# erstes Mal in Norwegen...



## ajaekel (26. Januar 2008)

Hallo ihr lieben,

bisher haben wir unsere Angel-Urlaube in Schweden verbracht. Das war auch immer sehr schön - aber der Fisch blieb meistens aus. Nun wollen wir in diesem Jahr unseren Angelurlaub nach Norwegen verlegen. Genauer in die Region von Nord-Trondelag (Lierne) und dort unser Glück im Inderdalselva und Umgebung versuchen. Wir sind Spinn- und Fliegenangler.

War dort schonmal jemand und kann uns sagen, ob dort überhaupt Spinnangeln erlaubt ist, was eine Angellizenz ca. kostet - die Fischereiabgabe kostet ja glaube ich ca. 200 NOK) und ob man dort auch in freier Wildbahn zelten darf?

Außerdem wäre natürlich noch interessant, ob ihr wisst, ob da eine gute Aussicht besteht auch mal den einen oder anderen schönen Salmoniden an den Haken zu bekommen - sonst müssten wir ja noch verhungern 

Interessant wäre auch noch, ob es überhaupt noch sinnvoll ist in der Zeit Anfang Juli dort hoch zu fahren.

Hoffentlich kann mir hier jemand helfen - würde mich sehr freuen.

Danke schonmal im voraus & liebe Grüße,
Achim


----------



## Andreas 25 (26. Januar 2008)

*AW: erstes Mal in Norwegen...*

In der Februar Ausgabe der Rute & Rolle ist ein Artikel über das Gebiet Lierne von Boardie Karsten Pfeifer (Karstein).

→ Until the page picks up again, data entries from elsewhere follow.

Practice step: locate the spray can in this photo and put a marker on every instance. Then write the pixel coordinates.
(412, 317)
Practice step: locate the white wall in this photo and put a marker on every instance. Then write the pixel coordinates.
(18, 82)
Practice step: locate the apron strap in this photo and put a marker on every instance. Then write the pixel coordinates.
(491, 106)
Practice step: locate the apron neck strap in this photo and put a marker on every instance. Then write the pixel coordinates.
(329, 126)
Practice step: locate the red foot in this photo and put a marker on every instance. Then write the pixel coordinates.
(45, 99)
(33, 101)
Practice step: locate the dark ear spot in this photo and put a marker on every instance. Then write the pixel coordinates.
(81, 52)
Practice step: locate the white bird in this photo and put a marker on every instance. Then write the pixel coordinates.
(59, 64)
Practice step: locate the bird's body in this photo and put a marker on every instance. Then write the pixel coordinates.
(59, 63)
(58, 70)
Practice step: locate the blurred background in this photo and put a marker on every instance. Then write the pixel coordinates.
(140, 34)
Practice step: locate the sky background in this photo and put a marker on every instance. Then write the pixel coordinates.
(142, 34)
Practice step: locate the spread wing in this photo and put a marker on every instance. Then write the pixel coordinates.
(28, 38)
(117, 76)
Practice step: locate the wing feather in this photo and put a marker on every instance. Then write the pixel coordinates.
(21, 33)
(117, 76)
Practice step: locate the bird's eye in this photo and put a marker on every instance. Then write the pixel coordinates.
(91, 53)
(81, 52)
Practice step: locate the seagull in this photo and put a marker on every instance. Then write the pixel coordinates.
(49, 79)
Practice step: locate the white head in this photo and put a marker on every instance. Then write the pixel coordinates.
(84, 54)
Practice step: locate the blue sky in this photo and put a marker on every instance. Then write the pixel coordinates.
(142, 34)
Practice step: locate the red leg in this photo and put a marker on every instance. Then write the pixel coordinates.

Für dich bestimmt Lesenswert.

Der durfte zumindest Angeln 

Schau auch mal hier rein, dort findest du auch einen Link, wo du vorab die Fischereiabgabe leisten kannst.

#h


----------



## Karstein (28. Januar 2008)

*AW: erstes Mal in Norwegen...*

Hei Achim,

Andreas hat Recht, wir durften letztes Jahr dort gleich zwei Wochen im Nationalpark Lierne fischen, es war einer unserer schönsten Angeltrips überhaupt! Die Fotos in der Rute & Rolle zeigen den Inderdalselva mehrmals, allerdings gehören 800 Meter Flussstrecke inklusive des Wasserfalls Gravefossen exklusiv zum Haus dazu und sind nur mit Anmietung des Hauses befischbar.

Habe Dir auf Deine GMX-Adresse schon eine Mail geschickt, ruf´ einfach mal durch bei mir. 

Ansonsten gibt es hier schon einige Infos auf norwegisch über das Angeln in Lierne, u.a. die Fangstatistiken unter "Fiskebörsen":

http://www.lierne.net/sider/tekst.asp?id=lg_fiske

Bis die Tage

Karsten


----------